נְהַרְדָּעֵי אָמְרִי: בֵּין הוֹדָאָה אַחַר הוֹדָאָה, בֵּין הוֹדָאָה אַחַר הַלְוָאָה, בֵּין הַלְוָאָה אַחַר הַלְוָאָה, בֵּין הַלְוָאָה אַחַר הוֹדָאָה – מִצְטָרְפוֹת. כְּמַאן? כְּרַבִּי יְהוֹשֻׁעַ בֶּן קׇרְחָה.
Les Sages de Neharde’a disent : Que ce soit un cas de reconnaissance après reconnaissance, ou reconnaissance après un prêt, ou prêt après prêt, ou prêt après reconnaissance, dans tous ces cas les témoignages sont combinés. Conformément à l’opinion de qui cela est-il ? C’est conformément à l’opinion de Rabbi Yehoshua ben Korḥa, qui enseigne que, puisque les deux témoins témoignent d’une dette de cent dinars, cela est considéré comme un seul témoignage.
אָמַר רַב יְהוּדָה: עֵדוּת הַמַּכְחֶשֶׁת זוֹ אֶת זוֹ בִּבְדִיקוֹת, כְּשֵׁרָה בְּדִינֵי מָמוֹנוֹת.
§ Rav Yehuda dit : Le témoignage de deux témoins qui contredisent le témoignage l’un de l’autre lors de l’interrogatoire des juges sur les détails de l’affaire est valable en matière de droit pécuniaire, bien qu’une contradiction de ce type invalide le témoignage dans les affaires passibles de la peine capitale.
אָמַר רָבָא: מִסְתַּבְּרָא מִילְּתֵיהּ דְּרַב יְהוּדָה בְּאֶחָד אוֹמֵר ״בְּאַרְנָקִי שְׁחוֹרָה״, וְאֶחָד אוֹמֵר ״בְּאַרְנָקִי לְבָנָה״. אֲבָל אֶחָד אוֹמֵר ״מָנֶה שָׁחוֹר״, וְאֶחָד אוֹמֵר ״מָנֶה לָבָן״ – אֵין מִצְטָרְפִין.

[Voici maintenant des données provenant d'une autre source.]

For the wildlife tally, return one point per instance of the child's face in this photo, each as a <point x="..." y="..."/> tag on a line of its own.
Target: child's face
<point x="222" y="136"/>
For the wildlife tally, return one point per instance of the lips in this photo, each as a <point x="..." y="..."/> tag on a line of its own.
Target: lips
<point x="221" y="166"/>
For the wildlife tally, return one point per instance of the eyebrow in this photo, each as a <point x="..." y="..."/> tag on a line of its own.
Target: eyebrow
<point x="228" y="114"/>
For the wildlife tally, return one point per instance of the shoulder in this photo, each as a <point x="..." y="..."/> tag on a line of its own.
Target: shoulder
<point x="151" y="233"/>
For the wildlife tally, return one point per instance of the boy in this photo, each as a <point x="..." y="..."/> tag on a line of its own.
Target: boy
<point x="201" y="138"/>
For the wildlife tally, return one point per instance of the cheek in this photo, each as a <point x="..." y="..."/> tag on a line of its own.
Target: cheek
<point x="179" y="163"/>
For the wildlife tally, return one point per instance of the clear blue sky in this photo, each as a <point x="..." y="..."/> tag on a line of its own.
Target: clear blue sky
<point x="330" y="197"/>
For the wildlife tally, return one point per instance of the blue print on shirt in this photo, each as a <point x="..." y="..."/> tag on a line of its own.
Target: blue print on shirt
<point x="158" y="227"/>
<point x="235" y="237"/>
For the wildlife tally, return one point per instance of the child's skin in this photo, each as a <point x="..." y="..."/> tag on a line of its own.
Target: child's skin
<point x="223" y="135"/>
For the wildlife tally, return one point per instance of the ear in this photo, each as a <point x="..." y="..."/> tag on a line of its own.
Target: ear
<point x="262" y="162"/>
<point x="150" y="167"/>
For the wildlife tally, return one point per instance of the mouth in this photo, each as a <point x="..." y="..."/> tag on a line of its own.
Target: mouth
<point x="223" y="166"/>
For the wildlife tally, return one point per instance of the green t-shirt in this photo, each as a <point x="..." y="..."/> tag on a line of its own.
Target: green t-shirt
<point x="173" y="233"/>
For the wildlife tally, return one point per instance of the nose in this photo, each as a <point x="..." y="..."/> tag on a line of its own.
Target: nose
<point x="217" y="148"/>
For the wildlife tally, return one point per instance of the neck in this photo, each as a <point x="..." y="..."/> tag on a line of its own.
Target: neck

Rava dit : La déclaration de Rav Yehuda est raisonnable dans un cas où un témoin dit : L’argent était dans une bourse noire [be’arnaki], et l’autre dit : Il était dans une bourse blanche. Puisqu’il s’agit d’un détail secondaire, il se peut qu’ils ne s’en souviennent pas avec précision. Mais si l’un dit : Il lui a prêté une pièce noire, c’est-à-dire que la pièce était sombre, et l’autre dit : Il lui a prêté une pièce blanche, les témoignages ne sont pas combinés. Puisqu’ils se contredisent au sujet d’une caractéristique de l’argent lui-même, l’un d’eux ment probablement.
וְאַרְנָקִי שְׁחוֹרָה בְּדִינֵי נְפָשׁוֹת לָא? וְהָאָמַר רַב חִסְדָּא: אֶחָד אוֹמֵר ״בְּסַיִיף הֲרָגוֹ״ וְאֶחָד אוֹמֵר ״בַּאֲרִירָן הֲרָגוֹ״ – אֵין זֶה ״נָכוֹן״; אֶחָד אוֹמֵר ״כֵּלָיו שְׁחוֹרִים״ וְאֶחָד אוֹמֵר ״כֵּלָיו לְבָנִים״ – הֲרֵי זֶה ״נָכוֹן״.
La Guemara conteste la décision de Rabbi Yehuda : Et si des témoins se contredisent au sujet de détails secondaires tels qu’une bourse noire dans des affaires de droit capital, est-ce à dire que leur témoignage n’est pas accepté ? Mais Rav Ḥisda ne dit-il pas : Dans un cas où l’un des témoins dit : Le meurtrier a tué la victime avec une épée, et l’un des témoins dit : Le meurtrier a tué la victime avec un ariran, un autre type d’arme, ce n’est pas un témoignage concordant, car il s’agit d’une contradiction manifeste. Mais si l’un des témoins dit : Les vêtements du meurtrier étaient noirs, et l’un des témoins dit : Les vêtements du meurtrier étaient blancs, c’est un témoignage concordant, car il ne s’agit pas d’une divergence significative.